Pro-Pyongyang Korean schools in Japan prepared for possible harassment or threat to their students Monday, the day after North Korea launched a rocket.
At a Korean elementary and junior high school in Osaka’s Higashiyodogawa Ward, teachers and police officers guarded commuting pupils and students at school gates.
“This is a place for children. We want to be left alone,” said a male worker at the school.
The 51-year-old father of a Korean school pupil in Hiroshima said, “Even though dangers to students have been reduced recently, I am still worried as a parent.”
He said he has “mixed feelings as a compatriot living in Japan” about North Korean nuclear tests or missile launches.

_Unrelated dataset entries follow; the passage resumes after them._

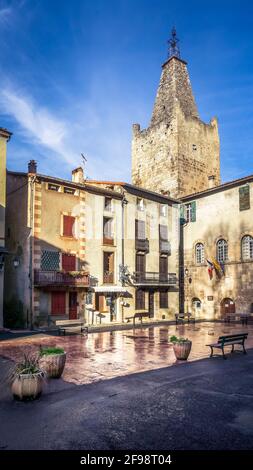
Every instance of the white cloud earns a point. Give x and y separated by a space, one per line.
37 124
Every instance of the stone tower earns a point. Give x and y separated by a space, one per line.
178 154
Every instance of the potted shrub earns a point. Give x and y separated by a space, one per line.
26 378
52 361
181 346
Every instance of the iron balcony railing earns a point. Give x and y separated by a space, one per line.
57 278
108 277
155 278
142 245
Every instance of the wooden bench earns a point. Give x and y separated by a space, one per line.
70 325
184 317
139 315
229 340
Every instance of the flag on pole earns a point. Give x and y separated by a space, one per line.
210 268
217 267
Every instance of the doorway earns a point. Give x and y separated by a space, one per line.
73 305
151 304
227 306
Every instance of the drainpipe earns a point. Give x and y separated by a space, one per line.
31 236
124 202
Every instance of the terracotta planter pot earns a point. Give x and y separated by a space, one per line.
27 386
182 350
53 364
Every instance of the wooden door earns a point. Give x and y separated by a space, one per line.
58 303
73 305
163 268
151 302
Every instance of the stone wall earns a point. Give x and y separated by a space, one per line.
178 152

A Korean school teacher in Osaka said Pyongyang’s rocket launch was “part of the country’s space development program,” denying that it was a missile launch. “We shouldn’t make a fuss about it,” the teacher said.
In front of the Tokyo head office of the pro-Pyongyang General Association of Korean Residents in Japan, known as Chongryon, more police were mobilized than usual to guard the facility.
In 2002 after North Korea admitted it had abducted Japanese nationals in the 1970s and 1980s, and in 2006 after it launched ballistic missiles, some female students had their traditional Korean-style uniforms cut and schools received threatening phone calls hinting at killings.